# Kafka Message Format

### 📦 Kafka Message Format – Explained in Detail

A **Kafka message** is a data unit that is sent from a **producer** to a **topic**, and read by a **consumer**. Kafka stores and transports **binary messages**, but under the hood, each message includes metadata and structure.



## 🧱 Kafka Message Structure

Each Kafka message contains the following parts:

| Field         | Description                                                                     |
| ------------- | ------------------------------------------------------------------------------- |
| **Key**       | (Optional) Used for message routing to partitions.                              |
| **Value**     | The actual data (e.g., JSON, text, binary). This is what you typically process. |
| **Offset**    | Unique ID of the message **within a partition**.                                |
| **Partition** | Partition number where the message is stored.                                   |
| **Timestamp** | When the message was produced.                                                  |
| **Headers**   | (Optional) Key-value pairs for metadata (like HTTP headers).                    |



### 📌 Example (JSON Message)

Here’s a simple message as seen by a **consumer** (after deserialization):

```json
{
  "sensor_id": "sensor_1",
  "temperature": 29.3,
  "timestamp": "2025-06-02T20:12:11"
}
```

But under the hood, Kafka stores it like:

```text
Partition: 0
Offset: 12
Key: "sensor_1"
Value: {"sensor_id":"sensor_1","temperature":29.3,"timestamp":"2025-06-02T20:12:11"}
Timestamp: 2025-06-02 20:12:11
```



## 🔑 Field Breakdown

### 1. **Key (Optional)**

* Helps Kafka **route** messages to specific **partitions**.
* Messages with the same key always go to the **same partition**.
* Useful in scenarios like sending all messages of a specific user/device to one partition.

### 2. **Value**

* The main content (your actual data).
* Can be in any format: text, JSON, XML, Avro, binary.
* Must be **serialized** into bytes before sending.

### 3. **Offset**

* A unique identifier **per partition** (not global).
* Consumers use this to keep track of where they left off.

### 4. **Partition**

* Kafka divides a topic into partitions.
* Partitions allow **parallelism** and **scaling**.

### 5. **Timestamp**

* Kafka automatically adds a timestamp to each message.
* Can be **producer-generated** or **broker-generated**.
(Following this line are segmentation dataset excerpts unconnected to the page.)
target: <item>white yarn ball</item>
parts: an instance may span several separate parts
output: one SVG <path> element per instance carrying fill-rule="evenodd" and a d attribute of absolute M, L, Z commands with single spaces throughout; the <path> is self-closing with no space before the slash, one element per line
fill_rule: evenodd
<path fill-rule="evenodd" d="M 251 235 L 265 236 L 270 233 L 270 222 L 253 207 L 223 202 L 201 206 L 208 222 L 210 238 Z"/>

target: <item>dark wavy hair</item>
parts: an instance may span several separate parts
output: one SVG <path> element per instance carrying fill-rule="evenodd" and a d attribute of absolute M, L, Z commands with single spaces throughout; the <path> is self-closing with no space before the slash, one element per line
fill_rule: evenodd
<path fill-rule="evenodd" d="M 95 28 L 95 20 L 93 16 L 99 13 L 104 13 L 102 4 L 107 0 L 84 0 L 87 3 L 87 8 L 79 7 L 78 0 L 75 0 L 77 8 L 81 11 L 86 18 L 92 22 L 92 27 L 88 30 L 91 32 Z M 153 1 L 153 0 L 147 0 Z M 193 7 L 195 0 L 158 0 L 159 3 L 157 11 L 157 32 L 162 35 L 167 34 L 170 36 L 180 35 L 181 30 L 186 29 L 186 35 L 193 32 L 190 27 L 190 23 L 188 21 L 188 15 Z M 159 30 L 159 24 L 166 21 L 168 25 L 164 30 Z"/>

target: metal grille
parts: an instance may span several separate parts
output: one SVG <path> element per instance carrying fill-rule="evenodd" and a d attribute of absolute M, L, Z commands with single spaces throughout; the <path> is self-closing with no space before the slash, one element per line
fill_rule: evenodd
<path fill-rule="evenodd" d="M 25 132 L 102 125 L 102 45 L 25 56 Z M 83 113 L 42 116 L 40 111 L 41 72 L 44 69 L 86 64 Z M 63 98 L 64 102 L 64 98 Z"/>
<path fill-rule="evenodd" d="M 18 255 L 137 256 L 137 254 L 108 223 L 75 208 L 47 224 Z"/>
### 6. **Headers** (Optional)

* Metadata for the message.
* Format: `{"source": "sensorA", "location": "room1"}`



## 📌 Real Example (Python Kafka Producer)

```python
producer.send(
    topic='temperature-readings',
    key=b'sensor_1',  # key as bytes
    value=json.dumps(data).encode('utf-8'),  # value as serialized JSON
    headers=[('source', b'raspberry-pi')]
)
```



## 🧠 Summary

| Field     | Purpose                             | Required? |
| --------- | ----------------------------------- | --------- |
| Key       | Routing to partition                | No        |
| Value     | Actual message content              | Yes       |
| Offset    | Unique ID in a partition (auto-set) | Auto      |
| Partition | Data sharding and parallelism       | Auto/Set  |
| Timestamp | Track event time                    | Auto      |
| Headers   | Extra metadata                      | No        |



# Offsets and Commit Mechanism

### 🧭 Kafka Offsets and Commit Mechanism – Explained Clearly



## 🔢 What is an **Offset** in Kafka?

An **offset** is a **unique identifier for each message** in a Kafka **partition**.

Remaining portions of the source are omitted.